Ao longo do ano, o calendário assinala várias datas dedicadas a temas de saúde, tais como: o Dia Mundial da Luta contra a SIDA, o Dia Mundial Sem Tabaco, entre outras. Mais do que simples marcos, estas efemérides representam oportunidades-chave para destacar mensagens importantes e mobilizar diferentes públicos.
Quando associadas a campanhas de saúde, estas datas aumentam a visibilidade dos temas, facilitam o envolvimento da comunicação social, de profissionais e especialistas, e incentivam a participação da população. Estudos mostram que iniciativas lançadas em momentos estratégicos podem informar, consciencializar e até levar à mudança de comportamentos. A Organização Mundial de Saúde recomenda, inclusive, o aproveitamento destas datas para reforçar o diagnóstico precoce, melhorar o acesso à prevenção e elaborar respostas mais eficazes.

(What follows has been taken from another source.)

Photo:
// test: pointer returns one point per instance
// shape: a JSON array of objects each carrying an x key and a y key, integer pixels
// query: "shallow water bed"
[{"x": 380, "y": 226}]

Essas transformações não ocorrem apenas pela exposição direta às mensagens. Também o aumento das conversas em torno do tema, entre amigos, familiares ou colegas, pode reforçar a mensagem e influenciar mudanças de hábitos. Quando certos comportamentos se tornam mais comuns em grupo, seja em casa ou no local de trabalho, há maior probabilidade de serem replicados. Além disso, campanhas com maior alcance podem promover o debate público e influenciar políticas de saúde.
No fundo, as efemérides podem ser encaradas como “amplificadores temporários”, na medida em que mobilizam parceiros e promovem ações no terreno durante um período de tempo limitado. Um exemplo claro é o Dia Mundial das Hepatites, assinalado a 28 de julho. Esta comemoração chama a atenção para uma doença que, muitas vezes, passa despercebida. Ao ser usada como base para ações de rastreio ou de prevenção, torna possível alcançar mais pessoas e gerar maior impacto.
Apesar do seu efeito poder ser limitado no tempo, as efemérides constituem ferramentas poderosas para dar voz a temas essenciais de saúde pública. Aproveitar estas ocasiões para lançar campanhas estratégicas pode aumentar a consciencialização, mobilizar a sociedade e inspirar mudanças com efeitos duradouros no quotidiano.